しかし、今、コンビニの24時間営業の店舗では地域によって深夜から早朝に働いてくれる店員を確保することが難しくなって来ています。あるコンビニのオーナーは本社に時間短縮を希望しましたが、逆に契約の打ち切りを言い渡されそうになりニュースになりました。また、ある店舗のオーナーは、人員確保の困難や、経営難を理由に本店との契約解除を申し入れると、多額の違約金を請求されたそうです。中には違約金を支払えないオーナーは、家族交代で人員確保のできない時間のシフトに入り、長期にわたり休み無しで働き、家庭崩壊に至ったケースもあったそうです。

コンビニを経営され生活の支えになっている方がいるのも確かです。私たちの生活にもかかせない存在となったコンビニ、何でも揃い店員さんがいつでも丁寧に対応してくださいます。そんなとても便利なコンビニの陰に大きな負担があったことは全く知りませんでした。

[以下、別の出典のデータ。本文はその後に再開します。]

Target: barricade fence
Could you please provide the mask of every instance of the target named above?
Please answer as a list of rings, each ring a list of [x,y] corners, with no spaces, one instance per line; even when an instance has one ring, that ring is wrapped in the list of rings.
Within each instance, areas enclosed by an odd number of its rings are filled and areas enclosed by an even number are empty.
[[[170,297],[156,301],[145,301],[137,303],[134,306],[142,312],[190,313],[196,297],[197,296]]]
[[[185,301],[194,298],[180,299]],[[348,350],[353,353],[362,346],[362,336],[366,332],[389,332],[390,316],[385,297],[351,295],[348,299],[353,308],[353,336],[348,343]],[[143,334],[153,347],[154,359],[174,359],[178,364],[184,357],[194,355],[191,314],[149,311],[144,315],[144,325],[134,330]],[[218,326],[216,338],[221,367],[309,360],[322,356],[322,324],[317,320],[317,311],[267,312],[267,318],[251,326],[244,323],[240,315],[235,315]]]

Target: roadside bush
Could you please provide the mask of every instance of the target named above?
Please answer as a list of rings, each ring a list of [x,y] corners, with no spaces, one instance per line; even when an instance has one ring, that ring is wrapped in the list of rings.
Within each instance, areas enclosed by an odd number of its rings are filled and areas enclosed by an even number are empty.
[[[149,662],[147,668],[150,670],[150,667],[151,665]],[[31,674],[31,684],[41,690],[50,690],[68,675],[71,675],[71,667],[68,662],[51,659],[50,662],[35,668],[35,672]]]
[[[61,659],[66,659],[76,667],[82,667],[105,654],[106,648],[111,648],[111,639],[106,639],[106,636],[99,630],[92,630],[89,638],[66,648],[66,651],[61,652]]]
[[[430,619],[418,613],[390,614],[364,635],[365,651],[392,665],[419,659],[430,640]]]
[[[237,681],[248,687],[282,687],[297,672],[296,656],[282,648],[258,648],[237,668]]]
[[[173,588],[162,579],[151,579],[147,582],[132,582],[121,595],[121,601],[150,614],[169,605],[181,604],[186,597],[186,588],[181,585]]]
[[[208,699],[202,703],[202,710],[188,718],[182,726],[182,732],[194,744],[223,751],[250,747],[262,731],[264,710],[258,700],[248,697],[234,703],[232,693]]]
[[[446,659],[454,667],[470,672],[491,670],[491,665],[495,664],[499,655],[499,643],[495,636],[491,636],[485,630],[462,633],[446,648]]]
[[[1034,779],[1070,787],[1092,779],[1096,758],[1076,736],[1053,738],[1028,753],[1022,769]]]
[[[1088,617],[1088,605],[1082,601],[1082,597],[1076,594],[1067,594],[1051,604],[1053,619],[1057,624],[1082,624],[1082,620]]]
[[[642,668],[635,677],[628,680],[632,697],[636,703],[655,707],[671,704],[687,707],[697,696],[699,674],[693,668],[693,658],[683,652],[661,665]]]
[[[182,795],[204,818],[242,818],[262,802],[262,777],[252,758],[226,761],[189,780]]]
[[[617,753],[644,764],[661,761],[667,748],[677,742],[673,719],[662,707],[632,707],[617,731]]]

人手不足が24時間の営業の便利なサービスにストップをかけようとしています。誰も来ない時間でも煌々と点けられている電気、エネルギーの無駄使いや店員の家族が共に過ごす時間が無くなることを考えれば、営業時間の短縮は便利さが失われたにしても逆に得られることの方が大きいように思います。

沢山の資源とエネルギーを費やし、利益と便利さだけを追求してきた生活が持続可能なことで、そして私たち一人一人の幸せに繋がることなのか、今一度考えなければいけないような気がしました。